Hair Types: A Brief Guide

You may have heard terms like type 1C, 2B, or 4A. But what do those terms really mean? If you’re confused about hair types, we’re here to help. Here’s your brief guide to hair types so you can finally understand what all those labels mean and which one fits your hair.

Straight Types

Type 1A hair is perfectly straight. It tends to be thin and shiny but difficult to curl. If you have type 1A hair, you’ll likely need to turn to dry shampoos and texture sprays rather than adding texture via curls. But with such gorgeous, gleaming tresses, who needs curls? 

Type 1B hair is still straight but has a bit more body than type 1A hair. It may be fine and will hold curls at the ends. Steer clear of heavy products that will weigh your hair down, and instead, focus on adding volume at your roots. 

Type 1C hair has gentle bends in its loose texture. It will hold curls, so virtually any style is an option. However, you should avoid heavy products and over-shampooing. 

Wavy Types

Type 2A hair tends to be straight from the scalp to your eyes. Then, it develops soft waves. Don’t weigh down your hair with oils and serums. Instead, use mousse and gel to make your waves pop. 

Type 2B hair also begins to curl around the eye but with more distinct “S” shapes than seen in type 2A. It’s super simple to create beachy waves in type 2B hair by using a bit of salt spray. However, you may also deal with more frizz than in straighter types. 

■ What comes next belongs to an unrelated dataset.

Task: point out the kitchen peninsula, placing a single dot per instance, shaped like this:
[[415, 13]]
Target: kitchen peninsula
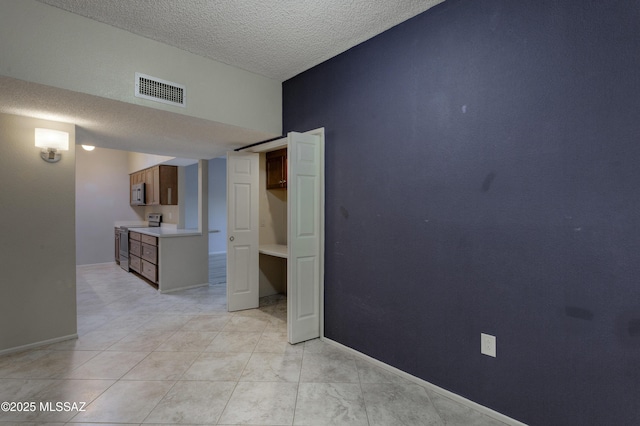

With type 2C hair, your waves begin near your scalp and have a very defined “S” shape. It tends to be thicker than other wavy subtypes and more likely to frizz in the humidity. If you have type 2C hair, you’ll want to use a diffuser when drying and stick to mousse to help define your waves.  

Curly Types

Type 3A hair forms loose curls about as large around as the bottom of a taper candle. If you brush type 3A hair, your curls will lose their definition, leaving you with bushy, frizzy tresses. Instead, use curl-defining products and opt for styles that show off your curls.

Type 3B hair forms spiral curls from the crown of your head down. If you have type 3B hair, you’ll want to add plenty of moisture and stay away from drying ingredients like sulfates and silicone, which could damage your hair.

Type 3C hair grows into tight corkscrew curls. They’re easily damaged, so air dry instead of blow drying your hair. You should also use a leave-in conditioner and your fingers to define your curls rather than brushing or combing. 

Coily Types

Type 4A hair has tight, “S”-shaped coils. Although you have tons of volume, your hair tends to be dry because your natural oils don’t travel down the entire hair shaft. You’ll need to avoid heat, consider protective styles, and frequently moisturize your hair.

Type 4B hair falls into a crimpy “Z” shape. You’ll want to avoid washing too frequently and opt for techniques like twisting and shingling to style your hair. Moisturizing is also important for 4B hair. 

Type 4C hair has a zigzag pattern that shrinks as it dries. 4C hair also tends to be extremely dry and fragile. Use lots of natural oils and butters to nourish your locks.